Reputation: 1
public class Main
{
public static void main(String[] args)
{
System.out.println(digitofPi(0));
}
public static int digitofPi(int digit)
{
String x = String.valueOf(Math.PI);
char result = x.charAt(digit);
return result;
}
}
I'm trying to print out nth position of pi by converting pi to string, however it keeps printing out 51.
Upvotes: 0
Views: 190
Reputation: 409
You're converting the character to int, which means you're getting it's ASCII code. (Actually Unicode codepoint, but for your case it's the same.)

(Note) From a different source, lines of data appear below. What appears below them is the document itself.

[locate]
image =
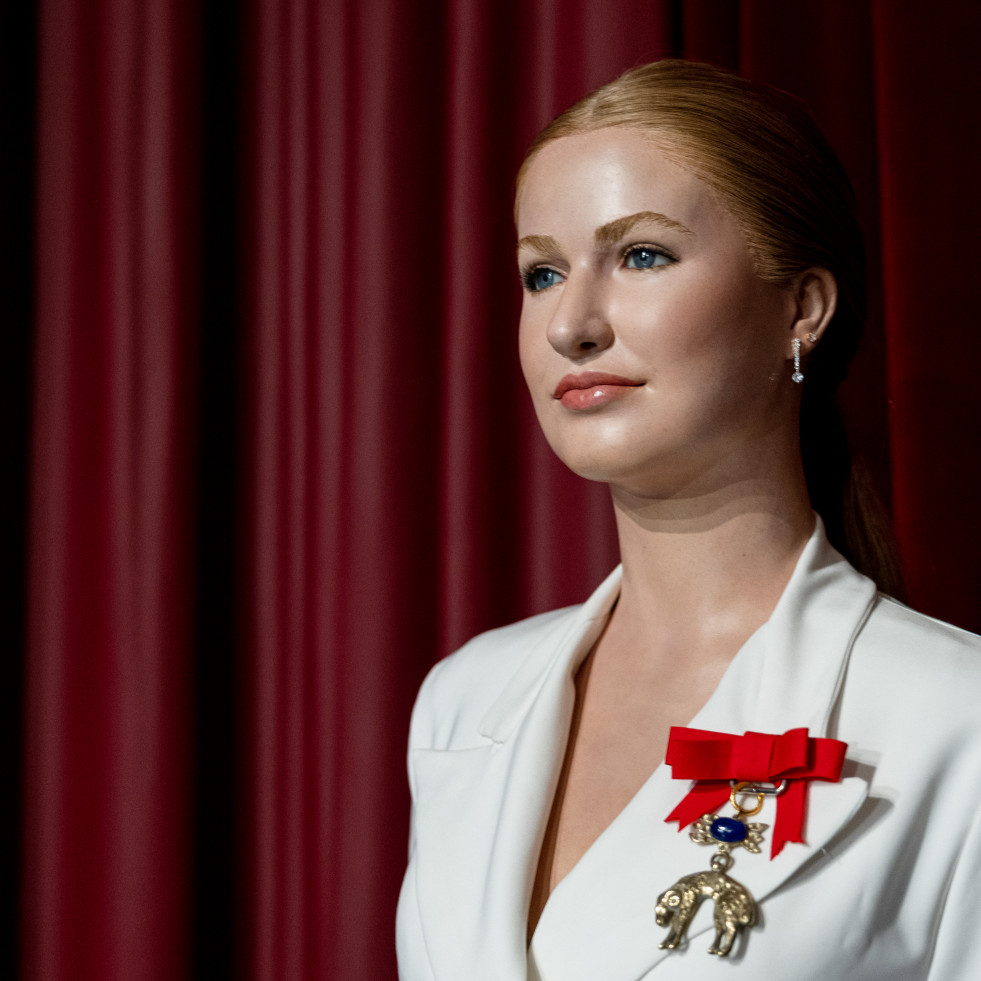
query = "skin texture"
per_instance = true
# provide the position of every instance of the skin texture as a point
(701, 450)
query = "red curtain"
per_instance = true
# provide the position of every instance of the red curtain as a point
(278, 455)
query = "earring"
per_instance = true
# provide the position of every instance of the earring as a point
(797, 376)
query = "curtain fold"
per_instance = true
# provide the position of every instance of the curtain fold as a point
(107, 810)
(282, 459)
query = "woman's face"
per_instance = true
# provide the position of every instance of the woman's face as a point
(655, 356)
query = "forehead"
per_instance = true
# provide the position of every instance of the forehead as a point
(594, 178)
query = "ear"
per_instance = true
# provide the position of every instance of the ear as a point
(816, 292)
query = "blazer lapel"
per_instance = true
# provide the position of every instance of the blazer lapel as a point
(482, 811)
(599, 922)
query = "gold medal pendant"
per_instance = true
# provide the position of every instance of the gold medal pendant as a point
(735, 908)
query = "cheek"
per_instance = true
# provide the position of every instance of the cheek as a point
(531, 347)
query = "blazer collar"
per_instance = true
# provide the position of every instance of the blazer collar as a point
(482, 811)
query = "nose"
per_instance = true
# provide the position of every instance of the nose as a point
(580, 328)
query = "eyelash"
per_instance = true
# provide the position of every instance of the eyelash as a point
(527, 275)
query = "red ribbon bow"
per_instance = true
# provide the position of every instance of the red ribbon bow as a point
(715, 758)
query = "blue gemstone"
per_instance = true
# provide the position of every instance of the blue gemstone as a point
(727, 829)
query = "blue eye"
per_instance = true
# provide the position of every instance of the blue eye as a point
(646, 257)
(541, 278)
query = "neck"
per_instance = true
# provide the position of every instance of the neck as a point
(709, 564)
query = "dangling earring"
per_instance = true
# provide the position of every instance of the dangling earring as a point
(797, 376)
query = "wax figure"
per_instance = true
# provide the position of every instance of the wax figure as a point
(740, 757)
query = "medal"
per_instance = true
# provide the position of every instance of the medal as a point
(735, 907)
(724, 765)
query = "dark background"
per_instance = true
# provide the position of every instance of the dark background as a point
(268, 453)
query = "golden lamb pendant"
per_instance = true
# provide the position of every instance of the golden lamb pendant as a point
(735, 908)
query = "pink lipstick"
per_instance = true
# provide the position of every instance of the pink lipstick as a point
(590, 389)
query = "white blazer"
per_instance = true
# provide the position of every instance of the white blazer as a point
(888, 884)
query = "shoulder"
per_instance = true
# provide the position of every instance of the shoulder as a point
(919, 677)
(898, 640)
(460, 690)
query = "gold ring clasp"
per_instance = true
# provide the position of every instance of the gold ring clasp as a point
(741, 788)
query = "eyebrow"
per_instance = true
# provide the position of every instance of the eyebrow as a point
(606, 235)
(613, 231)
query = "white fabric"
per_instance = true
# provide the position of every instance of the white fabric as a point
(887, 885)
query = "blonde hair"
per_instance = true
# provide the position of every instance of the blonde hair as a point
(763, 154)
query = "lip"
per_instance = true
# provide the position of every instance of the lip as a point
(590, 389)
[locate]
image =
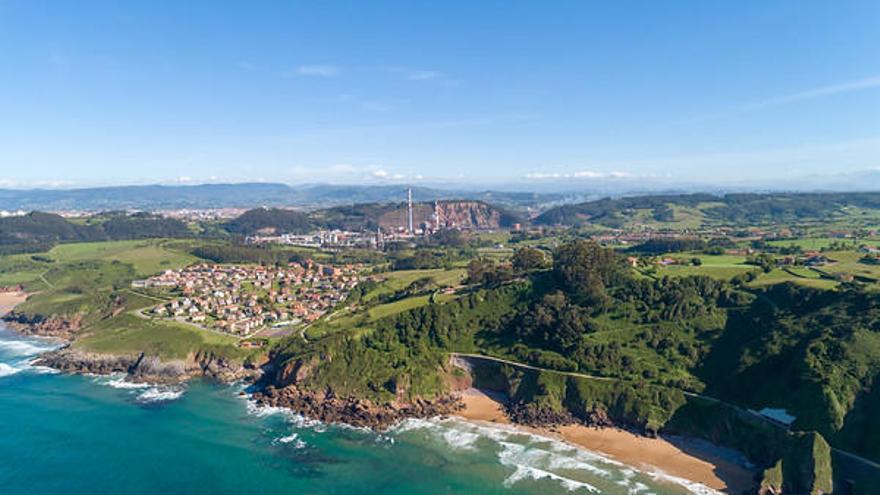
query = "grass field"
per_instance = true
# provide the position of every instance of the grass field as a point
(127, 333)
(716, 266)
(147, 257)
(818, 243)
(401, 279)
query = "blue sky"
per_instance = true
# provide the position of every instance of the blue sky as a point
(410, 91)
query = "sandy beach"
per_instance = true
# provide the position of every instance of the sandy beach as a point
(9, 300)
(650, 454)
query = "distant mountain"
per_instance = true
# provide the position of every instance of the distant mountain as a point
(246, 195)
(463, 214)
(691, 210)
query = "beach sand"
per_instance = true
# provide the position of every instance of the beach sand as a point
(699, 464)
(9, 300)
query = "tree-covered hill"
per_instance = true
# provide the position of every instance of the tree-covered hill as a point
(815, 354)
(729, 209)
(465, 214)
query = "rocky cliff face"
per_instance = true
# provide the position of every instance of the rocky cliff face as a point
(326, 407)
(64, 328)
(144, 368)
(450, 214)
(288, 386)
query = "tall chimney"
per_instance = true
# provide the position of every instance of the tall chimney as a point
(409, 225)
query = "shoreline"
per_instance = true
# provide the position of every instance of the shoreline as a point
(699, 464)
(9, 300)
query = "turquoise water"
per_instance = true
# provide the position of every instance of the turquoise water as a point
(87, 435)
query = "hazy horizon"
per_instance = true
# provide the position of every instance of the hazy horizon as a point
(579, 94)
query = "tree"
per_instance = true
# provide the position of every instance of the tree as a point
(555, 323)
(486, 272)
(528, 259)
(585, 269)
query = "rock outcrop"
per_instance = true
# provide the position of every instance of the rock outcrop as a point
(150, 369)
(327, 408)
(58, 327)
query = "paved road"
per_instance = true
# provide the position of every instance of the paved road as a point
(715, 400)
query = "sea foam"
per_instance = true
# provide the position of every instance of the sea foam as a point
(160, 394)
(8, 370)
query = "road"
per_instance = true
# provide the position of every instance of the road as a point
(715, 400)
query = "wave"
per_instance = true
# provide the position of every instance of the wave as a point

If you look at it, you'll see that the code of "0" is 48 and the code of "3" is 53. So you'd have to subtract 48 from it.
Upvotes: 0
Reputation: 75
This one will return 51
public static int digitofPi(int digit) {
String x = String.valueOf(Math.PI);
return x.charAt(digit);
}
Upvotes: -2
Reputation: 11153
Let's take your code step by step and let's consider that Pi = 3.1415
Math.PI = 3.1415
So, when you're
String x = String.valueOf(Math.PI);
Then
x = "3.1415"
And when you do this:
char result = x.charAt(digit);
Then result
becomes '3'
And if you return an int
from a char
, it's going to take its ASCII value, so:
'3' = 51
So you can either return char
or String
on your method
return result
Upvotes: 3
Reputation: 89294
You want to return a char
, not an int
, unless you want to display the ASCII character code of the digit.
public static char digitofPi(int digit) {
String x = String.valueOf(Math.PI);
char result = x.charAt(digit);
return result;
}
Note that you should remove the decimal point from the String
if you do not want it to be treated as the second digit.